Sure, it’s a gripping Premier League and all that, but difficult questions have to be asked: how ready is the nation for Liverpool to win the title? Great players, fantastic history, charismatic manager of course. But as my 13-year-old friend Fred said, ‘We’ll never hear the end of it.’ Liverpool do have the knack of getting up people’s noses even more than the Manchester big boys.
For thousands of fans, the best football of the year was the Checkatrade final between Portsmouth and Sunderland, two great cities and two great football traditions. There were no blazers, no corporates, just red and blue. Full of grans and kids and very very noisy.
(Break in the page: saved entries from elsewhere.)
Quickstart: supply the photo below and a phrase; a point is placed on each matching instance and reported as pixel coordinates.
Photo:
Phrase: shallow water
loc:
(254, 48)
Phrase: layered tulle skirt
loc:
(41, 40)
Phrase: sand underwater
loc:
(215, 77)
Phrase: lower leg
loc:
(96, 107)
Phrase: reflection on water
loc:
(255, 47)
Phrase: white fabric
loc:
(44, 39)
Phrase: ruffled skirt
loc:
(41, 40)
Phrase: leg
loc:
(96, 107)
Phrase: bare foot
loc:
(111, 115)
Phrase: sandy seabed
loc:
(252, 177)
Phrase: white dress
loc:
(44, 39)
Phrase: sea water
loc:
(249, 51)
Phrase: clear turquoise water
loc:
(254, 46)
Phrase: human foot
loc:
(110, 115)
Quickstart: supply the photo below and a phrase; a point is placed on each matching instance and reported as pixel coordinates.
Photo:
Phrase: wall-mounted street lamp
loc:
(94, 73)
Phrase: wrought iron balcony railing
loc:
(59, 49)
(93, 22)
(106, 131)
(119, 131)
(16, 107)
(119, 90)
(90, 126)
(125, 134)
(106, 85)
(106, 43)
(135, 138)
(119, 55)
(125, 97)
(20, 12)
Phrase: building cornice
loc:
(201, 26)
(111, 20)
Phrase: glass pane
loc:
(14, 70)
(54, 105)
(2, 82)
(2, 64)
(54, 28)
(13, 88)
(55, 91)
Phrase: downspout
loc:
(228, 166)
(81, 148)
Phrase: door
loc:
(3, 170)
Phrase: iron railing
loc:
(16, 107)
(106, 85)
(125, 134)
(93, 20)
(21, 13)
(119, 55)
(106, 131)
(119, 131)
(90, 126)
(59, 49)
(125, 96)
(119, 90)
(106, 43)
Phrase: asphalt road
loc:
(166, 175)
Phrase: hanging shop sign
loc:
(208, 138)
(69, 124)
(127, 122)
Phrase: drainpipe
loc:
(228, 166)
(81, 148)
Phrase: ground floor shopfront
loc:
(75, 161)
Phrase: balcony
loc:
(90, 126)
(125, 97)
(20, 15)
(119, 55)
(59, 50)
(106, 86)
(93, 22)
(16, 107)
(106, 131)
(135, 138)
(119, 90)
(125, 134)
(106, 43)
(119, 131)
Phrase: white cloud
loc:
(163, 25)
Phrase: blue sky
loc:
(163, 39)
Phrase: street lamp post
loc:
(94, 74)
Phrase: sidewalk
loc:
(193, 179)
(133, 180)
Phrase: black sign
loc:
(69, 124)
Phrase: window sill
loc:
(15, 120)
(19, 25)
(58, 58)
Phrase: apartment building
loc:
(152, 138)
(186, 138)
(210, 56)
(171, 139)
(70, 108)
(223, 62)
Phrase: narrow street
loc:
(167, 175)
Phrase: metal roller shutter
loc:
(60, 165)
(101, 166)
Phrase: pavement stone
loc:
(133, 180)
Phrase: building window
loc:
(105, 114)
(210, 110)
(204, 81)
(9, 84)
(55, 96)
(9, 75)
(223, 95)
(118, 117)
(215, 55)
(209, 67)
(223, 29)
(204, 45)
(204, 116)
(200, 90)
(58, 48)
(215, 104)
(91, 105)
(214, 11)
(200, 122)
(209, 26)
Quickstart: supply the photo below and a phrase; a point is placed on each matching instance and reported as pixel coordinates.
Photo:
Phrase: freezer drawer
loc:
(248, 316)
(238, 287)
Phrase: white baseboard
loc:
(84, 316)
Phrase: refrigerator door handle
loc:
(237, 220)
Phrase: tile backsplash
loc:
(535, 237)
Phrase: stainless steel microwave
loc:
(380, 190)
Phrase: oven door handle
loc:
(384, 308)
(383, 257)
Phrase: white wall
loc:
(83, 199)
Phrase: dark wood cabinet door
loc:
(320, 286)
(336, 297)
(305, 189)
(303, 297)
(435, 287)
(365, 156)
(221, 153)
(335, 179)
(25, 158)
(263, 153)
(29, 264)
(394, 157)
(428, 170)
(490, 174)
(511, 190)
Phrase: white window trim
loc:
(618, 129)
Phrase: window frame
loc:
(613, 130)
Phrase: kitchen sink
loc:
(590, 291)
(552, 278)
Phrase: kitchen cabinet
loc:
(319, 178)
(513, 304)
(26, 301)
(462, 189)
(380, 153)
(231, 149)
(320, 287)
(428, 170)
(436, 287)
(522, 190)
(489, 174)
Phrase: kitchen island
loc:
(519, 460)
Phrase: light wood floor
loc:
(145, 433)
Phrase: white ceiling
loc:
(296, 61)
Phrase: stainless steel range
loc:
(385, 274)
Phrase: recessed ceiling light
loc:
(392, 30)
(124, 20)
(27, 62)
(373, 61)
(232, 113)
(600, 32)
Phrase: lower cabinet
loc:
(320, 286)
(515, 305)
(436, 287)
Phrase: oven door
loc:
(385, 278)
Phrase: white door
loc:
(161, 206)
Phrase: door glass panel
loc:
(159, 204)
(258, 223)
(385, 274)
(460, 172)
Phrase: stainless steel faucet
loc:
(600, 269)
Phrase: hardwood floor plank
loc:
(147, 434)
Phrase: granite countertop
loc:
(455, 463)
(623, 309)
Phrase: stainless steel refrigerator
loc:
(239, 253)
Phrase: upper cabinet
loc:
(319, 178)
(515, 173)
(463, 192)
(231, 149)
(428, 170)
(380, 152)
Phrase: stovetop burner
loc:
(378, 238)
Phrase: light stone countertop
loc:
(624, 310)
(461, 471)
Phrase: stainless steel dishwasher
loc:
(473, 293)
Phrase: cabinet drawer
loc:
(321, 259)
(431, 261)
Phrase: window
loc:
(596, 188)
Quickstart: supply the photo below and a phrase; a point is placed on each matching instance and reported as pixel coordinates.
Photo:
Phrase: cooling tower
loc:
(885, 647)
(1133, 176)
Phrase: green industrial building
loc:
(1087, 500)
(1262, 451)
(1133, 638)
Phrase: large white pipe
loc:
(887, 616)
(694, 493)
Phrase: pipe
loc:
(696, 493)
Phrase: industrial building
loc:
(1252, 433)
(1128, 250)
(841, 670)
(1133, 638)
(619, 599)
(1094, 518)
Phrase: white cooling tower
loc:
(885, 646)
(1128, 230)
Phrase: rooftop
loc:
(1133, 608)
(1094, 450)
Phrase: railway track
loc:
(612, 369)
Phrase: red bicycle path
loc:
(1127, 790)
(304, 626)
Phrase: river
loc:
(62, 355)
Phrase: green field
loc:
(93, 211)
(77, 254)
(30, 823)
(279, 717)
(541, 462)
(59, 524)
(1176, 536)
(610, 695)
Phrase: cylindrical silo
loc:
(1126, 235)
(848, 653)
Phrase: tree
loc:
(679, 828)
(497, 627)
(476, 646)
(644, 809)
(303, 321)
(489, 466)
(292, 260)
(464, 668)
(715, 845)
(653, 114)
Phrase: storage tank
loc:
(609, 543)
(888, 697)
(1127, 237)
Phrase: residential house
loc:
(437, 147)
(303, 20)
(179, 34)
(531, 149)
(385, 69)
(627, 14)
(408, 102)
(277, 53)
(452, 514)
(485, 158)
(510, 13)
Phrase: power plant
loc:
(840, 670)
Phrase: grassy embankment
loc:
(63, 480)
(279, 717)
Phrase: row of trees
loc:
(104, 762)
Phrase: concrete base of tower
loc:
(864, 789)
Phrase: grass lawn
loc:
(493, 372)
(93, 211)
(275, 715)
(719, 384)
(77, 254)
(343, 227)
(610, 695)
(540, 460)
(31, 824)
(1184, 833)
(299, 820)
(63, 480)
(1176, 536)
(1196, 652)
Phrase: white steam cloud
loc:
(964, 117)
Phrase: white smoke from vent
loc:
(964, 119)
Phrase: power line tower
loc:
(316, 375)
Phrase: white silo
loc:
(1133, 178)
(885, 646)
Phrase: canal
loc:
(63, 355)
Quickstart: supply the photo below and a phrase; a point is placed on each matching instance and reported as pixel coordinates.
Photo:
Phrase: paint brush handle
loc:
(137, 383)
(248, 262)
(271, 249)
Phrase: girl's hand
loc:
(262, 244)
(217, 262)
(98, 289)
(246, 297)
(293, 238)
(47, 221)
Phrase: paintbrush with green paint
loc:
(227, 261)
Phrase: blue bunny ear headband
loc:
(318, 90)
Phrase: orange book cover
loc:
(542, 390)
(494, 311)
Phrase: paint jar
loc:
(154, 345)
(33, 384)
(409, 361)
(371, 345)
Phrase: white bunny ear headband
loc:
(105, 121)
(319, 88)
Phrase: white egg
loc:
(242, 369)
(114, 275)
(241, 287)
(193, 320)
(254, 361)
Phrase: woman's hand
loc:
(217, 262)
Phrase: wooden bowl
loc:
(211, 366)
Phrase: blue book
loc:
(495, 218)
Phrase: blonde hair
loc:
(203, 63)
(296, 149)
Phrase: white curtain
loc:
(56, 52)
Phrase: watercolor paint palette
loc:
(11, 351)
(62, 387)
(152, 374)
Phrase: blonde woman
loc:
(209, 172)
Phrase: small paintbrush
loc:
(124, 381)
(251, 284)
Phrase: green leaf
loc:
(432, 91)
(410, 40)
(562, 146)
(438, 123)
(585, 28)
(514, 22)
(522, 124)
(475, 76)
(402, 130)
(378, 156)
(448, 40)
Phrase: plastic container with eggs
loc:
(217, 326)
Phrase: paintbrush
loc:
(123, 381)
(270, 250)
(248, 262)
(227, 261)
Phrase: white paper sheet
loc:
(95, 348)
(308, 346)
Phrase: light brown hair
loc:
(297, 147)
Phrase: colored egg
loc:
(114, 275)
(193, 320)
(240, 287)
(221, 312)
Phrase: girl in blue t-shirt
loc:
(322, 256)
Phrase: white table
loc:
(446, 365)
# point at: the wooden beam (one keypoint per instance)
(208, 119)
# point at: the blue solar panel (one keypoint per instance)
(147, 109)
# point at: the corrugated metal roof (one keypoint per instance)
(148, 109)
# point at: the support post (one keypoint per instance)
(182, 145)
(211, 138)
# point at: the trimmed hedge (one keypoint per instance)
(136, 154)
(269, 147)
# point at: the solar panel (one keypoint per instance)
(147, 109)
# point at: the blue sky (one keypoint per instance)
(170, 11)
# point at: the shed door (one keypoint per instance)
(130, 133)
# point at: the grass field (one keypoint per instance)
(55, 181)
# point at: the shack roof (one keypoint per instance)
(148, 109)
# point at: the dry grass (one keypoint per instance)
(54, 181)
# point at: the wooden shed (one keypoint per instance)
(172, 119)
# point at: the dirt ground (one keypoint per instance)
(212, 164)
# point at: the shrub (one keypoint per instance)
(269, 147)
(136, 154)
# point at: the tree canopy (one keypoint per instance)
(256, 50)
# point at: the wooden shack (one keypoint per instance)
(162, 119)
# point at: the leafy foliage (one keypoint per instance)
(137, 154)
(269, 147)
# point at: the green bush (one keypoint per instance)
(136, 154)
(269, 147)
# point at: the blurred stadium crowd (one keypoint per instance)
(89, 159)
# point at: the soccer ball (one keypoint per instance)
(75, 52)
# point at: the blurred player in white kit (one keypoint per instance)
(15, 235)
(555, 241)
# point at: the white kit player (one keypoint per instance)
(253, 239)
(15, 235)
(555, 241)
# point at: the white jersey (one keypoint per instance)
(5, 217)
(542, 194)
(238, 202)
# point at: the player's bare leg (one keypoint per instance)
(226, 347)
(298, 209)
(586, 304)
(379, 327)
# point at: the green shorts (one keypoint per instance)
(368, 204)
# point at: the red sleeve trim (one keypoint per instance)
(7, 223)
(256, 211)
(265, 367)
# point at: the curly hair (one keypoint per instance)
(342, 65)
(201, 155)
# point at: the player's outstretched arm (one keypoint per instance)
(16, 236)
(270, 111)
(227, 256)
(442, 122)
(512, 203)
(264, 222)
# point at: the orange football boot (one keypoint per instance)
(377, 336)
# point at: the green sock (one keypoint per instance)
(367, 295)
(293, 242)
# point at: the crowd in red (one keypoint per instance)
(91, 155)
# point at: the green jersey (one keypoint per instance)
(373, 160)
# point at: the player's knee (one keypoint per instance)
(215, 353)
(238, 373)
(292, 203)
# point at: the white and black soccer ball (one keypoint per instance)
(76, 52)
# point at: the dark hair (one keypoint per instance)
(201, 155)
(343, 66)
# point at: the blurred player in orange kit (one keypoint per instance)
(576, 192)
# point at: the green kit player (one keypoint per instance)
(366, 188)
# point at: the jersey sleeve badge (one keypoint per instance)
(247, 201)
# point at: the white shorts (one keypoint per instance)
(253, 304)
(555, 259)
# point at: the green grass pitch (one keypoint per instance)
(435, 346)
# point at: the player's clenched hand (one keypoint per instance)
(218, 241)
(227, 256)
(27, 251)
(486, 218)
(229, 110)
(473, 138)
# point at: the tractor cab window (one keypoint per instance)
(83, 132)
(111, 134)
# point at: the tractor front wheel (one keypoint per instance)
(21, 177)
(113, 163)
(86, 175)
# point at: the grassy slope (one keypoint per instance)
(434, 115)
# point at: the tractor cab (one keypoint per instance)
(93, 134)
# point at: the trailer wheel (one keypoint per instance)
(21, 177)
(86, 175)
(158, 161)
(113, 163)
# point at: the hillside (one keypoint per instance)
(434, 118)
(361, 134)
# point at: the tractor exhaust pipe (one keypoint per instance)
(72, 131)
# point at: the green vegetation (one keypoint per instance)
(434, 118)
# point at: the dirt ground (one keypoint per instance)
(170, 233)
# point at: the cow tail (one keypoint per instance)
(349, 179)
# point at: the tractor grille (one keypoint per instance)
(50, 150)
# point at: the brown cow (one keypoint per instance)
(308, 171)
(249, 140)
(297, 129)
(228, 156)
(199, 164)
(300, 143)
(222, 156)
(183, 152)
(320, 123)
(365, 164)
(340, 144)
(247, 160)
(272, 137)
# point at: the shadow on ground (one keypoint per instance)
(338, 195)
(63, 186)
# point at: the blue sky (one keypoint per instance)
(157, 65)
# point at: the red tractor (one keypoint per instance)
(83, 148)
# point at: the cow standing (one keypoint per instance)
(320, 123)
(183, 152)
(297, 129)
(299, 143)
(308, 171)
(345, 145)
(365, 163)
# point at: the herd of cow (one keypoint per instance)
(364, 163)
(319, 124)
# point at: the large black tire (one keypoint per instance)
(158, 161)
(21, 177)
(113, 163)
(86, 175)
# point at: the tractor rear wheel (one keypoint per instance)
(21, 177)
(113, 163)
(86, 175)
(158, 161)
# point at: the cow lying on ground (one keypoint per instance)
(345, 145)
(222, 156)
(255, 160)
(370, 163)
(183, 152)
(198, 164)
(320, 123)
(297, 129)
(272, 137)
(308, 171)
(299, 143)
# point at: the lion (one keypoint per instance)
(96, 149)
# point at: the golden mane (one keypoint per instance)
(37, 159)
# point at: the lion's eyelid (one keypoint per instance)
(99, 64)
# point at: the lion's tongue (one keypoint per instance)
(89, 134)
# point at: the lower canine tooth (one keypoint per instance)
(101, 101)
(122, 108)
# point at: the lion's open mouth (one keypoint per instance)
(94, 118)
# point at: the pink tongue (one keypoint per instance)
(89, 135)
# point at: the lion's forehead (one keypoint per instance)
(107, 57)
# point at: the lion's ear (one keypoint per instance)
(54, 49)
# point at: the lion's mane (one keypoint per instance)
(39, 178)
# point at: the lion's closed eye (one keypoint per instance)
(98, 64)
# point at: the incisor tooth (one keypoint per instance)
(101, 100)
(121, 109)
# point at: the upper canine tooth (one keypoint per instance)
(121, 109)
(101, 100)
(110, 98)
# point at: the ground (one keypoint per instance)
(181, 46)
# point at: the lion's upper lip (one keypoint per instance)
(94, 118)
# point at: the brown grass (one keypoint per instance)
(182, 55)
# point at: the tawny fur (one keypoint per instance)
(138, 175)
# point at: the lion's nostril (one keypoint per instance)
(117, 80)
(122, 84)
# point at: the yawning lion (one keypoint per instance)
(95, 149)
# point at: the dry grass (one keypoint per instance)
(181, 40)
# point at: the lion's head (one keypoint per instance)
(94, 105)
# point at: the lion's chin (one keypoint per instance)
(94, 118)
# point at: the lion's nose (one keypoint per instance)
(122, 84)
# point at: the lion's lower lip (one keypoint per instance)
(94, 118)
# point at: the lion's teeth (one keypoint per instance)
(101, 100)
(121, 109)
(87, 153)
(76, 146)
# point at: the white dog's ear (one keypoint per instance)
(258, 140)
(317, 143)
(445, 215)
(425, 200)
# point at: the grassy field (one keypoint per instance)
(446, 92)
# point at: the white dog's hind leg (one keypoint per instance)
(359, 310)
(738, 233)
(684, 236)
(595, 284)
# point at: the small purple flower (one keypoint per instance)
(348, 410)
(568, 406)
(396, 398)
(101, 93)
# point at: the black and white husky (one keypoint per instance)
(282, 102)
Each outfit conscious that the other was a proper old club (both had their grounds designed by the great Archibald Leitch, the Christopher Wren of football stadiums), and both have a long-suffering fan base who would still turn out in their thousands for a relegation tussle in the Evo-Stik Southern League. Touts too, and I doubt whether they have ever bothered much with the Checkatrade. The spirit of football, eh!
It’s the Boat Race this weekend and you’ve probably seen some extraordinary beefcake pictures of James Cracknell, looking much the same now as when he won Olympic Gold, and competing for Cambridge at the age of 46, smashing the record for the oldest oarsman by almost 11 years. Has there ever been a more vivid demonstration of the way university sport has changed than the fact that a father of three whose marriage difficulties have been well chronicled is taking part in the battle of the young blades on the Tideway?
Cracknell is doing a Masters in human evolution, but god forbid Cambridge gave an easy postgrad place to a great sportsman who could bring some stardust. I am sure Cracknell will be knuckling down to his studies after the race, Come on this Sunday, Crackers.